I am using jsoup to parse XML. This is how I did it until now:
Elements dan = doc.select("table.ednevnik-seznam_ur_teden tbody tr:eq(0) th:eq("+i+") div");
So I am parsing elements that have class name "ednevnik-seznam_ur_teden" ...
But now the website administator changed it so that every day there is a different class name. It still starts with "ednevnik-seznam_ur_teden" but there is something added to it.
Example: "ednevnik-seznam_ur_teden 123"
Is it possible to only look for a certain beginning of class name and then parse it? For example if the calss name begins with "ednevnik-seznam", it will parse it.
Something that can replace everything, like % in SQL.
EDIT: This is how I changed the code and it still won't work:
Elements dan = doc.select("table[class^=ednevnik-seznam_ur_teden] tbody tr:eq(0) th:eq("+i+") div");
In-depth explanation:
I'd gladly post HTML code but I don't have access to it. And if I inspect element and then copy/paste it from there, the code is too messed up. So this is the website from which I want to parse HTML: https://www.easistent.com/urniki/cc45c5d0d303f954588402a186f5cdba5edb51d6/razredi/28396
This is the code with which I was doing it up until now.
for (int i = 1; i <= 5; i++)
{
Elements dan = doc.select("table[class^=ednevnik-seznam_ur_teden] tbody tr:eq(0) th:eq("+i+") div");
for (int b = 1; b <= 11; b++)
{
Elements predmeti = doc.select("table[class^=ednevnik-seznam_ur_teden] tbody tr:eq("+b+") td:eq("+predmet+") td[class=text14 bold]");
Elements ucilnice = doc.select("table[class^=ednevnik-seznam_ur_teden] tbody tr:eq("+b+") td:eq("+predmet+") div[class=text11]");
...
So basically what I do with this, I parse every table element specifically.
This was working until something changed on the website. Now table column elements don't have the same class all the time anymore. They used to always be "ednevnik-seznam_ur_teden" but now they change accordnig to which day it is.
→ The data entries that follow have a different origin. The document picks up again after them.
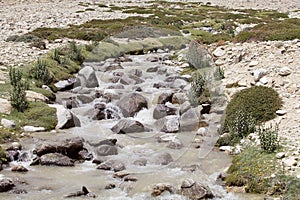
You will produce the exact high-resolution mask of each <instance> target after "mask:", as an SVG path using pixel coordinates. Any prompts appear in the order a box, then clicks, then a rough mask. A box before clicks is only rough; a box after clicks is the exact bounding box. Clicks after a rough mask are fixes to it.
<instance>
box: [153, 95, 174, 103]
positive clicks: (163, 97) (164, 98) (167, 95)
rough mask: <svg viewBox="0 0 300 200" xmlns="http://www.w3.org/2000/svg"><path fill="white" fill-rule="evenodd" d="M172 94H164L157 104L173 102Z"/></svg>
mask: <svg viewBox="0 0 300 200" xmlns="http://www.w3.org/2000/svg"><path fill="white" fill-rule="evenodd" d="M172 96H173V94H172V93H162V94H160V95H159V97H158V100H157V104H165V103H167V102H171V101H172Z"/></svg>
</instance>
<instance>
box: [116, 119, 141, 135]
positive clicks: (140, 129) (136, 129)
mask: <svg viewBox="0 0 300 200" xmlns="http://www.w3.org/2000/svg"><path fill="white" fill-rule="evenodd" d="M111 130H112V131H113V132H115V133H118V134H126V133H139V132H144V131H145V127H144V125H143V124H142V123H140V122H139V121H136V120H131V119H122V120H120V121H119V122H118V123H117V124H116V125H115V126H113V127H112V128H111Z"/></svg>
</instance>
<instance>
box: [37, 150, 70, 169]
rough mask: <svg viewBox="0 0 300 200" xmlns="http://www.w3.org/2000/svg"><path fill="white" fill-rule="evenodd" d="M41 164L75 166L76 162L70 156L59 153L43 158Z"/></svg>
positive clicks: (44, 164)
mask: <svg viewBox="0 0 300 200" xmlns="http://www.w3.org/2000/svg"><path fill="white" fill-rule="evenodd" d="M40 164H41V165H48V166H74V161H73V160H72V159H70V158H69V157H68V156H65V155H62V154H59V153H48V154H45V155H43V156H41V158H40Z"/></svg>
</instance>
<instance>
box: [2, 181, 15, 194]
mask: <svg viewBox="0 0 300 200" xmlns="http://www.w3.org/2000/svg"><path fill="white" fill-rule="evenodd" d="M14 187H15V184H14V183H13V181H12V180H11V179H9V178H2V179H1V180H0V192H7V191H9V190H12V189H13V188H14Z"/></svg>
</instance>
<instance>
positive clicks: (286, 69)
mask: <svg viewBox="0 0 300 200" xmlns="http://www.w3.org/2000/svg"><path fill="white" fill-rule="evenodd" d="M291 73H292V71H291V69H290V68H289V67H282V68H281V69H280V70H279V75H280V76H288V75H290V74H291Z"/></svg>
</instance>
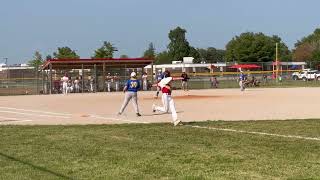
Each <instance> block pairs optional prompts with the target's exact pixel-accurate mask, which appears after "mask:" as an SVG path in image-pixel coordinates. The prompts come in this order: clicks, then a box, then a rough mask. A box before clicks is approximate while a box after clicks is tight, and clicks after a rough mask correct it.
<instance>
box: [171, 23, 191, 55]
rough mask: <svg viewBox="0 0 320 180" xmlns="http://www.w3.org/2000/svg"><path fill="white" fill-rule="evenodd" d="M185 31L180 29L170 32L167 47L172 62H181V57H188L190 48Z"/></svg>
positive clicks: (181, 28)
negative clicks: (167, 45) (169, 41)
mask: <svg viewBox="0 0 320 180" xmlns="http://www.w3.org/2000/svg"><path fill="white" fill-rule="evenodd" d="M186 32H187V31H186V30H185V29H182V28H180V27H177V28H175V29H174V30H170V32H169V39H170V43H169V45H168V53H169V55H170V57H172V58H173V60H182V59H183V57H186V56H189V55H190V46H189V42H188V41H187V39H186V37H185V34H186Z"/></svg>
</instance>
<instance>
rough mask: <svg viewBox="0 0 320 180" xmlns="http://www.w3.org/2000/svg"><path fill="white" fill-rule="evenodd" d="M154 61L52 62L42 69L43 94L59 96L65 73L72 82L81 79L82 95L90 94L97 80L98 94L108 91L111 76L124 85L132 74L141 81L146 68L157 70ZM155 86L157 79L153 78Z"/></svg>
mask: <svg viewBox="0 0 320 180" xmlns="http://www.w3.org/2000/svg"><path fill="white" fill-rule="evenodd" d="M153 61H154V60H153V59H145V58H101V59H50V60H47V61H46V62H44V64H43V65H42V67H41V71H42V72H41V73H42V79H43V81H42V82H43V84H42V86H43V93H45V94H52V93H59V84H60V79H61V77H63V76H64V74H65V73H67V74H68V76H69V77H71V79H72V80H74V79H76V78H78V79H79V81H80V84H81V92H82V93H83V92H88V87H87V86H88V82H89V81H90V80H93V81H94V82H95V83H94V92H97V91H106V83H105V81H106V79H107V77H108V76H112V77H116V79H117V80H118V81H119V82H122V83H123V82H124V81H125V79H127V78H128V77H129V75H130V73H131V72H132V71H135V72H137V74H138V77H141V75H142V73H143V72H145V69H144V68H145V66H147V65H151V66H153ZM149 78H150V81H151V82H153V76H149Z"/></svg>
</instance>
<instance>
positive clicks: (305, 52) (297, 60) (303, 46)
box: [293, 28, 320, 66]
mask: <svg viewBox="0 0 320 180" xmlns="http://www.w3.org/2000/svg"><path fill="white" fill-rule="evenodd" d="M319 52H320V29H319V28H318V29H315V30H314V32H313V33H312V34H310V35H308V36H306V37H303V38H302V39H301V40H300V41H298V42H297V43H296V44H295V49H294V50H293V59H294V60H295V61H306V62H308V63H309V64H310V65H311V66H314V65H317V64H319V63H320V58H319Z"/></svg>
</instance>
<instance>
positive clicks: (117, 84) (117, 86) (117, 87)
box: [116, 82, 119, 91]
mask: <svg viewBox="0 0 320 180" xmlns="http://www.w3.org/2000/svg"><path fill="white" fill-rule="evenodd" d="M116 91H119V82H116Z"/></svg>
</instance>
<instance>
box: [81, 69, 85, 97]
mask: <svg viewBox="0 0 320 180" xmlns="http://www.w3.org/2000/svg"><path fill="white" fill-rule="evenodd" d="M81 69H82V78H81V81H82V82H81V83H82V88H81V91H82V93H83V92H84V87H85V84H84V67H83V64H81Z"/></svg>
The column that is currently highlighted has a different class name.
So now this html parser code parses everything except the highlighted column.
Upvotes: 2
Views: 1318
Reputation: 4840
You should be able to use a CSS selector to select items that start with "ednevnik-seznam_ur_teden".
In your case, your selector would be:
Elements dan = doc.select("table[class^=ednevnik-seznam_ur_teden]");
This says to select all tables that have a class name that starts with ednevnik-seznam_ur_teden
.
And for reference, I find the jsoup Selector documentation very helpful with examples.
Upvotes: 1